Converting Revolutions to Velocity

Another fundamental concept in physics is to convert between different units of motion, such as revolutions to linear velocity. In our exercise, we need to understand how fast the wheel is moving in terms of \(\text{cm/sec}\). Linear velocity \(V\) is the distance traveled per unit of time. For a wheel, this can be found by multiplying the number of revolutions per second by the wheel's circumference.

By using the formula \(V = \text{revolutions per second} \times \text{circumference}\), we can find that the wheel, spinning at \(2.53\) rev/s, moves forward \(328.95 \text{cm/sec}\). Comprehending this step is important as it sets the stage for calculating the frictional force exerted by the tool against the wheel.

Frictional Force Calculation

Frictional force is a key factor in many physics problems and calculating it correctly is vital for accurate results. Frictional force \(F_f\) is generated when two surfaces interact, and it resists motion. In the grinding wheel example, this force is what enables the scraping and shaping action on a tool. The amount of frictional force can be found using the formula \(F_f = \mu F_n\), where \(\mu\) is the coefficient of friction and \(F_n\) is the normal force.

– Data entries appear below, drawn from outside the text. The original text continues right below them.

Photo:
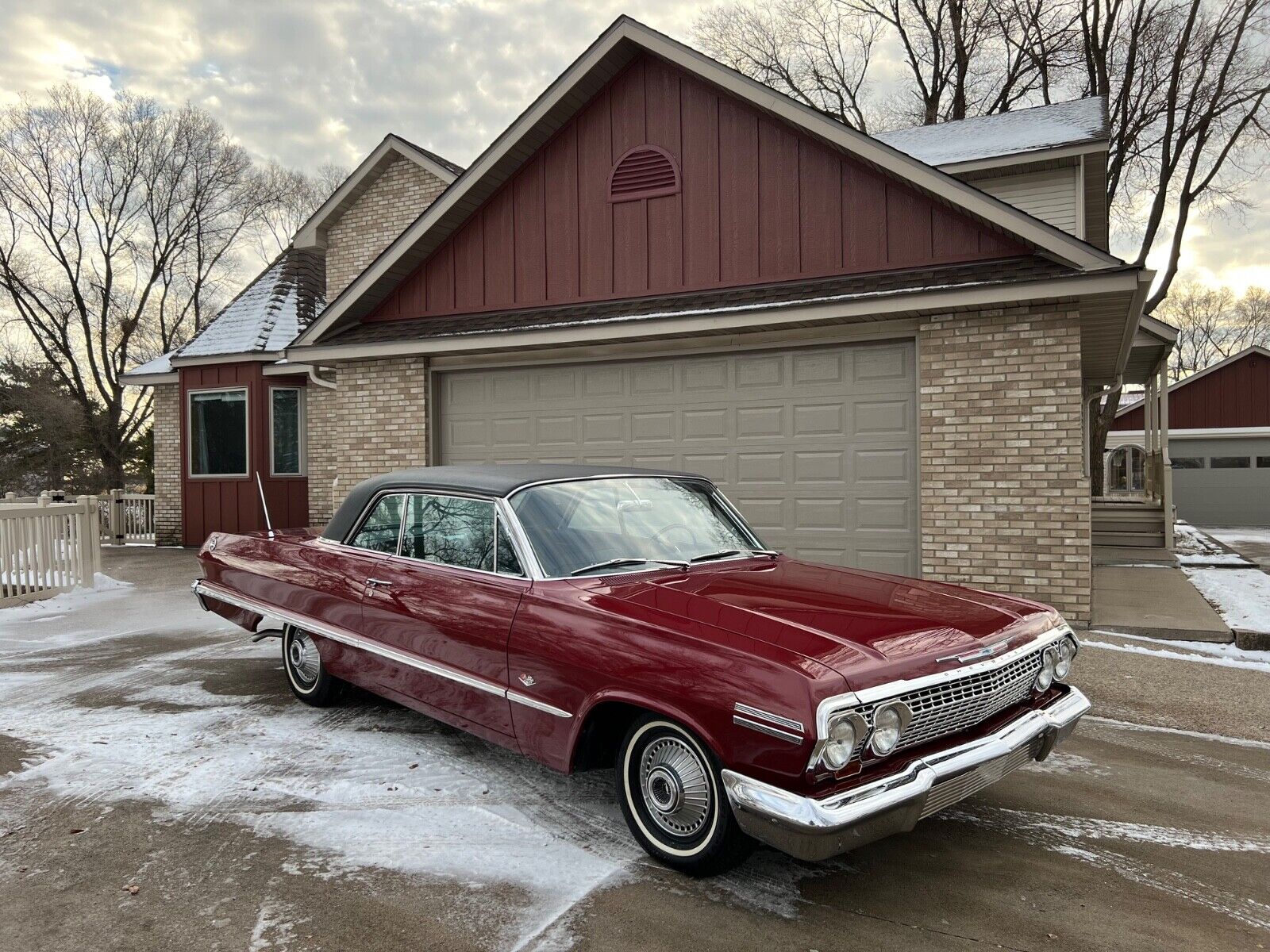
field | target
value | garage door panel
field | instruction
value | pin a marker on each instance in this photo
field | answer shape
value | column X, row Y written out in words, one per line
column 817, row 447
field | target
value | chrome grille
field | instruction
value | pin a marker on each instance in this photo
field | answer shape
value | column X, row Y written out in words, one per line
column 958, row 704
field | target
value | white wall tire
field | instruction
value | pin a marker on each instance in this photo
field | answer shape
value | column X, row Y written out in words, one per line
column 306, row 674
column 671, row 793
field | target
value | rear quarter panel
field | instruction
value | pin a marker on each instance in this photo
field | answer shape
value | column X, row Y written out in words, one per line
column 582, row 647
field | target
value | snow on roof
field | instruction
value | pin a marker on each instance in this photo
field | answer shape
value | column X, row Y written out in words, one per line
column 270, row 313
column 1003, row 133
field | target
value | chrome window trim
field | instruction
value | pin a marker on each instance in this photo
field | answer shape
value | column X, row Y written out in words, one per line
column 849, row 700
column 714, row 493
column 531, row 568
column 207, row 589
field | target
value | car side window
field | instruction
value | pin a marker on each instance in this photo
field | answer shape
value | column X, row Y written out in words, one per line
column 507, row 562
column 383, row 527
column 451, row 531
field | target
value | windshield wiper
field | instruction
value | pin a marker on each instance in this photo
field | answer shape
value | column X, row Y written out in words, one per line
column 729, row 552
column 630, row 560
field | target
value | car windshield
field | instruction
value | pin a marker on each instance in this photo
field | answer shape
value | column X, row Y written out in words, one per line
column 626, row 524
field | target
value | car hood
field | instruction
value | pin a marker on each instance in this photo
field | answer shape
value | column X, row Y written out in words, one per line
column 869, row 628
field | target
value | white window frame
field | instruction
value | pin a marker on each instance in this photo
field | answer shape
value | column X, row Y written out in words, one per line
column 190, row 433
column 302, row 433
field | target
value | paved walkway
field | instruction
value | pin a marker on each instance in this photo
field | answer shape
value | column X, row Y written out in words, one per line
column 1153, row 601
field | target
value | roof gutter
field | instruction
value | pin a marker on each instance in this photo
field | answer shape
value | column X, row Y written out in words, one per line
column 840, row 310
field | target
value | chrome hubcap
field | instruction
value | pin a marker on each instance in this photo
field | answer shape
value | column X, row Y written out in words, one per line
column 675, row 786
column 302, row 654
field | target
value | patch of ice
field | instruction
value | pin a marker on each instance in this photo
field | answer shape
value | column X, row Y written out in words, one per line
column 1241, row 597
column 1250, row 660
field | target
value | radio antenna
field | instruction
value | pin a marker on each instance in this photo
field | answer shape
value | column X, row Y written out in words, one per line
column 264, row 505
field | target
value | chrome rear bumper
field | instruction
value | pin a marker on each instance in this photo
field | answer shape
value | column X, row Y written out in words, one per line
column 817, row 829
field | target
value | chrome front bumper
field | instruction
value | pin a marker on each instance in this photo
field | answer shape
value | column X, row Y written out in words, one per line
column 818, row 829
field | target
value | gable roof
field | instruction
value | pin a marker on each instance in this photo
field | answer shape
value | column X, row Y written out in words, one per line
column 267, row 314
column 313, row 232
column 1199, row 374
column 575, row 88
column 1020, row 133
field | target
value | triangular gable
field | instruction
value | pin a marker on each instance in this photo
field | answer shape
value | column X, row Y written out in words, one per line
column 313, row 232
column 625, row 41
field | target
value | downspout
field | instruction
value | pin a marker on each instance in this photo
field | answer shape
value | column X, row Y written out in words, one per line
column 1089, row 424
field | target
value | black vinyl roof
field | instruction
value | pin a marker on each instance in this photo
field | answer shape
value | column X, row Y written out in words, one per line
column 484, row 480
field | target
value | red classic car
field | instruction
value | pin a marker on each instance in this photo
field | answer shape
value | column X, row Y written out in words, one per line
column 597, row 617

In the given problem, multiplying the coefficient of friction (\(0.32\)) by the force applied (\(180\) N) gives us the frictional force, \(57.6\) N. This value is crucial as it represents the force with which the grinding wheel and the tool interact.

Power Computation in Physics

Power in physics is the rate at which work is done, or energy is transferred, often calculated as force times velocity. It is a concept that frequently arises in various applications, including machinery and rotational movements. In our exercise, we're looking at the power developed by a machine, defined as the product of the frictional force and the velocity of the grinding wheel.

By the formula \(P = F_f \times v\), we multiply the frictional force (\(57.6\) N) by the linear velocity of the wheel (\(328.95 \text{cm/sec}\)) to find the machine's power output in \(N\cdot cm/sec\). Afterward, to convert to the standard unit of power, the watt (W), we multiply our result by \(10^{-7}\), bringing us to \(1.89\) W. Understanding this power computation is crucial in determining the efficiency and capability of machines in real-world applications.